Showing posts with label humorless squirrels in the engine of life. Show all posts
Showing posts with label humorless squirrels in the engine of life. Show all posts

Wednesday, May 6, 2009

Worst Headphones Ever?

After appx 18 months of heavy use, the Phillips headphones I use for my iPod died yesterday. I'd planned stop at Best Buy on my way home this evening, but couldn't wait: not only am I accustomed to working while listening to my iPod, but several co-workers are suffering from various ailments that have them coughing and hacking and clearing their throats and so on non-stop: the constant annoyance is about to drive me nuts.
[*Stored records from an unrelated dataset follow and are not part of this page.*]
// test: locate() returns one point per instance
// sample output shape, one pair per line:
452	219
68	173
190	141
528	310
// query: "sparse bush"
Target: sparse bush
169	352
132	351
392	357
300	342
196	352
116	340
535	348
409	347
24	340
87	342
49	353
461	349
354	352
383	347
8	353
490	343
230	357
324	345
So I went to the drug store during lunch and bought the only headphones they stock, an earbud style model I'll call Oombay Ixstay sold by a company I'll refer to as Entrysay. Wouldn't want to get any angry corporate lawyers after me, so forgive my use of inscrutable code names.

At $6.99, I knew that I wasn't getting high quality headphones, but I expected something barely functional. These aren't even at that level. The sound quality is poor, but I could live with that for a day or two: at least I'd be able to listen to something to help drown out XX's mucus-clearing sounds. But the earbuds are so huge that they don't fit well; again, I could probably tolerate that for a short while. But the biggest problem is that the hard plastic is rough and has sharp edges that are not just uncomfortable but painful: no, they didn't draw blood, but I dabbed a tissue in one ear because I was certain that they had.

If your only entrance into a crowded entertainment-related market is to manufacture a product at such low costs that purchasers experience pain and discomfort as a result of using your product, well, you might want to ask yourself if having a presence in that market is really so important after all.